Forgotten as he had wished it to be, not so much a recluse, a recluse would
provoke curiosity. No, he held a job, shopped at the stores and walked among
men, but he spoke from the heart to no one, not anymore, not since he had fallen
from his steed. His armor now rusted, useless.
He lived with a girl. A
sweet girl, but no one remarkable, nothing very memorable about her, just an
average sweet girl. She blended in with the other women, her long hair tucked in
a twisted pony tail, t-shirt and jeans her average attire. She wasn’t from town
so she remained with him, leaving only for work or to shop with him. She wore no
makeup nor did she care for flashy jewelry. She preferred a dogs company to girl
friends, so they had two and occasionally you passed her as she walked them up
the hill, away from town.
He never used to be no one.
He had been
someone. He had lived with a drink in one hand and an arm draped around his
fellow mate. He laughed loud and played hard. And when he met her, the girl of
his dreams, the one he would cross rivers and fight dragons for, well, he loved
with all his might. He had changed for her, setting the glass down, losing the
sportswear to don a suit, working long hard hours to afford trinkets and
designer clothes. They married in an elaborate way. His smile unforced in every
picture, his eyes always looking to her as she looked out to the world. When he
said her name he embraced it caressing the syllable, cradling it as a newborn.
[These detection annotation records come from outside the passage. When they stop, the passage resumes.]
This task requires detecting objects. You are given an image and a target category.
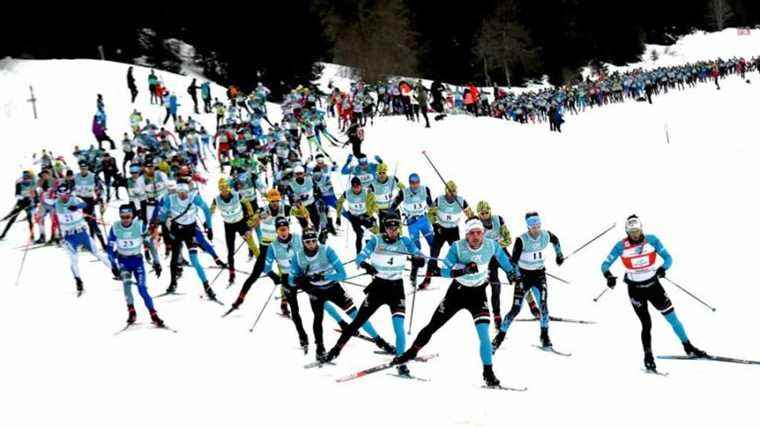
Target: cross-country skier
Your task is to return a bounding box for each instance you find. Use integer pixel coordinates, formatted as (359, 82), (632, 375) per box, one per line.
(493, 212), (565, 350)
(211, 177), (259, 283)
(323, 212), (425, 375)
(288, 229), (395, 360)
(154, 184), (216, 301)
(420, 181), (475, 289)
(108, 204), (164, 327)
(335, 176), (377, 254)
(0, 170), (37, 242)
(55, 184), (111, 296)
(391, 173), (433, 256)
(602, 215), (707, 371)
(393, 218), (520, 387)
(74, 160), (106, 250)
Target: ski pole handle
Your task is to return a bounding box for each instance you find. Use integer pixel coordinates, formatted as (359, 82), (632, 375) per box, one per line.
(594, 288), (610, 302)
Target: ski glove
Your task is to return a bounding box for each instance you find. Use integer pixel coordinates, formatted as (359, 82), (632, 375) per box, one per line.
(604, 271), (617, 289)
(555, 253), (565, 265)
(359, 261), (377, 276)
(412, 256), (425, 268)
(306, 273), (325, 283)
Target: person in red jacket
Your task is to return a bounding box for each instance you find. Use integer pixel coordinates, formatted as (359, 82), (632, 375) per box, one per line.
(710, 63), (720, 90)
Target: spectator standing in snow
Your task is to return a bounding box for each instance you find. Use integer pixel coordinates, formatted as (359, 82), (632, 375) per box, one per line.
(148, 70), (159, 104)
(187, 79), (200, 114)
(127, 67), (137, 104)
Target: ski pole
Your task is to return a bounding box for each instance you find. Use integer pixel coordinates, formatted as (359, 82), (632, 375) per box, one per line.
(385, 249), (446, 262)
(422, 150), (464, 211)
(343, 280), (368, 288)
(248, 283), (277, 333)
(594, 288), (610, 302)
(16, 239), (32, 286)
(565, 223), (617, 261)
(406, 267), (417, 335)
(545, 272), (570, 285)
(665, 277), (717, 312)
(209, 240), (246, 286)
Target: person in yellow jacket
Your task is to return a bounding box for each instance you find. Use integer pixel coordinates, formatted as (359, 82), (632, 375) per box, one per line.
(211, 177), (259, 284)
(335, 176), (378, 255)
(232, 188), (294, 316)
(420, 181), (475, 289)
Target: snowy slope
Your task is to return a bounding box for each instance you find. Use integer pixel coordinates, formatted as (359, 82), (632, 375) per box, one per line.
(0, 34), (760, 426)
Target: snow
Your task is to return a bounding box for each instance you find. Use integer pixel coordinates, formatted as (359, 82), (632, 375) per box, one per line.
(0, 32), (760, 426)
(609, 28), (760, 72)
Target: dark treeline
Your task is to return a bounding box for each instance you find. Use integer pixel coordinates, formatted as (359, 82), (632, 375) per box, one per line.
(0, 0), (760, 96)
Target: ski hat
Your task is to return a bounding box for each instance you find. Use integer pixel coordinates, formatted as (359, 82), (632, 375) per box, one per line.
(267, 188), (282, 202)
(274, 216), (290, 230)
(525, 212), (541, 228)
(464, 218), (485, 234)
(119, 203), (135, 216)
(301, 228), (317, 243)
(625, 214), (643, 233)
(218, 177), (230, 191)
He was so blinded, this knight, that he didn’t see her tossing the vessel of
their love around as though it were packaged in an industrial metal container,
not the gilded glass vase, until it fell, hitting the floor and shattering into
a thousand pieces. Her laughter just as loud and piercing as it carried her out
the door. She hopped into the awaiting sports car which carried her away as if
their were no responsibilities, connections, she never even looked back to the
doorway of the brave broken knight.
He had staggered through days and
nights, he spoke to know one for fear her name would get thrown against him.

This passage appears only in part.